Pietro, persuaded by drug squad inspector Paola Coletti calls his distinguished colleagues back together, adding some new valid elements to the group of brain drainers.
The mission is extremely delicate and among the substances they are after there is one that really gives them a run for their money… Sopox: totally pure and perfectly synthesized.
The second chapter veers towards action comedy, with accidents, chases, explosions, robberies and attacks.. an unstoppable avalanche of situations and characters, more and more daring and stupefying!

Screenplay by Sydney Sibilia, Francesca Manieri, Luigi Di Capua

RELEASE DATE: February 2, 2017

So many actors,
so much adrenaline

Director’s Notes

Let’s get one thing clear. Director’s notes are a very difficult thing to do. Summarising almost three years of work in one page of a Word document is one of the most complicated things I have ever had to do. Let’s start from the simple things which maybe you already know: I Can Quit Whenever I Want – Masterclass is the second chapter in the trilogy and It was filmed at the same time (or back to back as the professionals say) as I Can Quit Whenever I Want To – Ad Honorem which would be the third and final chapter in the story.
We all had lots of things in mind when we chose to extend the world of I Can Quit Whenever I Want To with another two films and I am happy with the result: a mix of classic Italian-style comedy and the American Marvel trilogies.
It was the Autumn of 2014 when, as a joke, in an interview in London I spoke for the first time about the trilogy of I Can Quit. The film was at the height of its great little success and everyone was asking me about a hypothetical ‘Two’. Sequels, it’s well known, are always a thorny issue. In Italy, the tendency is to see them as a money spinning operation, a sort of take the money and run, something directors and writers should stay light years away from. Yet something didn’t seem right. My cinematographic training, as I have said many times, came through watching a whole series of films from the 70s, 80s and 90s, both Italian and American, which were sort of my film school.
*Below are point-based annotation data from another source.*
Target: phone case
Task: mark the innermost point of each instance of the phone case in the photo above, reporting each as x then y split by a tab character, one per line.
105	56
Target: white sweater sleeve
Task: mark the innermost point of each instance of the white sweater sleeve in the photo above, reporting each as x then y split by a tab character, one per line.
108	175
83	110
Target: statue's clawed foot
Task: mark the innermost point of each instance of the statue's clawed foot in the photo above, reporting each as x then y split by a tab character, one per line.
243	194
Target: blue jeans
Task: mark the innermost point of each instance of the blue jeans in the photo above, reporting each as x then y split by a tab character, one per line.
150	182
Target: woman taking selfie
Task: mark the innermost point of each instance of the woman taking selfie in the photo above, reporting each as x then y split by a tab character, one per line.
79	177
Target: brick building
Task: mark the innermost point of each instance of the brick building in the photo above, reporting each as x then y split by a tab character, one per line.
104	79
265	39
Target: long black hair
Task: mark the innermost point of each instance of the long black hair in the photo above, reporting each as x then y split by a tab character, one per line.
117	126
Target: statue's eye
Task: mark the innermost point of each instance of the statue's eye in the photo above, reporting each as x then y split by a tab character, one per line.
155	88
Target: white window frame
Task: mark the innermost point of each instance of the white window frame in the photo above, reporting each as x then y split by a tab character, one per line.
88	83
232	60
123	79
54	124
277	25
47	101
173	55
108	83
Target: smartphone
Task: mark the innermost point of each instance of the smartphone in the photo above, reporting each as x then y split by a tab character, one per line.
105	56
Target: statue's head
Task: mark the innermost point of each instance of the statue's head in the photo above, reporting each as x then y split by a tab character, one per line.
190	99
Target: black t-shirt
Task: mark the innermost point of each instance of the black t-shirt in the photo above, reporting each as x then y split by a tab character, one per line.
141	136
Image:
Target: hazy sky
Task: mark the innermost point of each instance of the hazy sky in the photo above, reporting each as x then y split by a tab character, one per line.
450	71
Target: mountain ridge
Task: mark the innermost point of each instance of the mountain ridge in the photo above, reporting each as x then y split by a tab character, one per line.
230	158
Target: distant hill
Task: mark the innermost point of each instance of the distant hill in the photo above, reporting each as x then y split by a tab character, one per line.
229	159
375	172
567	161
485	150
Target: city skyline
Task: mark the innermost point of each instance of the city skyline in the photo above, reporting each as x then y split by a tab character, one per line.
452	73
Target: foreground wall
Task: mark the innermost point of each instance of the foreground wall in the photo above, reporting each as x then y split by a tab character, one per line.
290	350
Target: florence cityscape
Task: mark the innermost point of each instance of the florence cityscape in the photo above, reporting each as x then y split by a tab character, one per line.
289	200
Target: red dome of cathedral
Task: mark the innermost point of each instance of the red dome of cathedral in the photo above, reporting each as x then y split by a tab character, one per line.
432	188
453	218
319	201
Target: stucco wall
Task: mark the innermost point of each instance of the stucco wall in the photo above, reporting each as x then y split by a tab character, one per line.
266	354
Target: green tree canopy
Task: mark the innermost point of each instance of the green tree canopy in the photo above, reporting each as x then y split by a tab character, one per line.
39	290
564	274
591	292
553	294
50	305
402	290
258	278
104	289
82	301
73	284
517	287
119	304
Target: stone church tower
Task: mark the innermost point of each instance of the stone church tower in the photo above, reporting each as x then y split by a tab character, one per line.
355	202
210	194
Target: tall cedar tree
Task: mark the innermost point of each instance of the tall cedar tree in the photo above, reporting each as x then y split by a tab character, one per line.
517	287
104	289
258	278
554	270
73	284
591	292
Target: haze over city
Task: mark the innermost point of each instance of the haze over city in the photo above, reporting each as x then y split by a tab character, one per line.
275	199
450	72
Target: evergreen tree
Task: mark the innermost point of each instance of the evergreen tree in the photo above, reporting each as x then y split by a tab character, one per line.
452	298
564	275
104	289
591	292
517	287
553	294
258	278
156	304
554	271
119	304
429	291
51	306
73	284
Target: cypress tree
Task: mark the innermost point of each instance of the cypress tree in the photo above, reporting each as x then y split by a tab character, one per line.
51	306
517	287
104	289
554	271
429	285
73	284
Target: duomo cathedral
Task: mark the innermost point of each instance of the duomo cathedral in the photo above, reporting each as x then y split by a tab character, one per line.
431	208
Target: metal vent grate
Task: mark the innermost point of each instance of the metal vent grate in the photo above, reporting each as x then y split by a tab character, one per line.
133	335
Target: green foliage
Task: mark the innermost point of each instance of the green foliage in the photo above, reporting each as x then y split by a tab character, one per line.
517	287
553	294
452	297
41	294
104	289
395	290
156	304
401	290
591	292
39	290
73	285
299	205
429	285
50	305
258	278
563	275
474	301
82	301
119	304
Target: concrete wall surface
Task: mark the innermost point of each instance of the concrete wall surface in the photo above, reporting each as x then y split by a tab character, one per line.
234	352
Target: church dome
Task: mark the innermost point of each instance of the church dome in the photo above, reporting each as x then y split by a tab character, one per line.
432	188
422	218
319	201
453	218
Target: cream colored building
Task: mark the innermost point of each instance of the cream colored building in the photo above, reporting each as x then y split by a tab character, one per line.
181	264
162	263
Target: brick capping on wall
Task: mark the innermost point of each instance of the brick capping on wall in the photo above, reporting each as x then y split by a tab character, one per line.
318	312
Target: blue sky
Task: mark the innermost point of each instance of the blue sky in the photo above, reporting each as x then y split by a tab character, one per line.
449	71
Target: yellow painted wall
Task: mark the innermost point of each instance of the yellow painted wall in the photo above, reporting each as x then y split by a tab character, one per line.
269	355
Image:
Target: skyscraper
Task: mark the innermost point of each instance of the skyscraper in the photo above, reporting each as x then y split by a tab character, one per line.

Among them were the films I still love today, Terminator 2, Ghostbusters 2, the Back to the Future trilogy, Indiana Jones, Fantozzi, Amici miei. Many of them are sequels, some are sagas others are trilogies.

But the real push to go on came once again from abroad: the showings at various festivals around the world were all sold out because they were flooded by Italian researchers who had heard the rumour that there was a film out about them. For these researchers in exile, society had come up with a dramatically poetical name: brain drainers. This category had been ignored in the first film and in the second I wanted to talk about them too, like a sort of dedication to them. I say ‘too’ because in fact I Can Quit Whenever I Want – Masterclass is about a lot of things I wanted to discuss from my point of view: the times we live in, the fact that sometimes we don’t take enough care of certain types of intelligences, the desire for redemption. But it is also an homage to the American action cinema of a few years ago as well as to our “Italian-style comedy” and to all the narrative TV series where people of my generation see reflections of themselves. The saga I Can Quit Whenever I Want has been a long and lovely journey. A true epic which took a year and a half of writing, long preparation dedicated to some sequences unprecedented in Italy, and almost twenty weeks filming all around the world, over a month of post-production, with over 300 people working shoulder to shoulder with the one single aim: to make you laugh.